Doro image



Sigh. Where do I begin? Classic Diamonds is a sampler of Doro's past hits and new songs given the orchestral treatment. It is not such a hot idea to begin with, but it gets worse. The songs are synthesized, fiddlized and come across as soft rock pop tunes. Doro was never one to insist on integrity. She marginalized and dumped her band in order to become a solo artist and later hooked up with Gene Simmons of Kiss and so forth to conquer (ha!) the US market and this disc is another one of her silly errors. It is, therefore, probably too late to advise Doro to stop solely selling her sexy image, integrate herself into a song writing band and to become justifiable, but this review should help. Having said that, it is at least a curiosity to hear Udo Dirkschneider perform on a Judas Priest cover. Classic Diamonds? Snooze! - Ali "The Metallian"

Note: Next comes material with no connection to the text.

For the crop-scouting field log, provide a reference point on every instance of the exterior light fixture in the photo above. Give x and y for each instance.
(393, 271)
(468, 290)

Doro's Forever double DVD is not unlike many of the other music DVDs being released today. Myriad of bands that have a concert or an interview filmed and ready to be processed take advantage of this relatively new format. However, this is likely one of the longer and more complete ones running at around five hours and celebrating 20 years of Doro's career. The DVDs on this particular set include everything one might expect to see. The first DVD starts off with a live show in a cave setting with, perhaps expectedly, the vocals dominating the sound. Then comes the inevitable 'Making Of', where this reviewer couldn't get the subtitles working, followed by a collection of Doro's video clips dating back to the '80s. Every song from All We Are to Love Me In Black to White Wedding is included, accompanied by somewhat odd presentations by Doro herself.
The second DVD, thankfully with working subtitles, features an extensive interview and documentary covering her start in the music business to her plans for the future. Of note are scenes of her going back to visit an early rehearsal space and her hope to someday do an all acoustic album! Other features included are several backstage pass sections and also a 'Doro Down Under' feature.
The biggest appeal of this DVD, as with many of its kinds, is to hardcore fans and as such is recommended for them and perhaps others seeking a comprehensive look at the history of Doro. - Anna Tergel

It is hard to figure out why a serious metal fan would like Doro. Ms. Pesch’s brand of syrupy pop metal suffers not necessarily because she tries to sell albums through sex and her image, but because song after song lacks every single ingredient needed to create a respectable, or tolerable, heavy metal album.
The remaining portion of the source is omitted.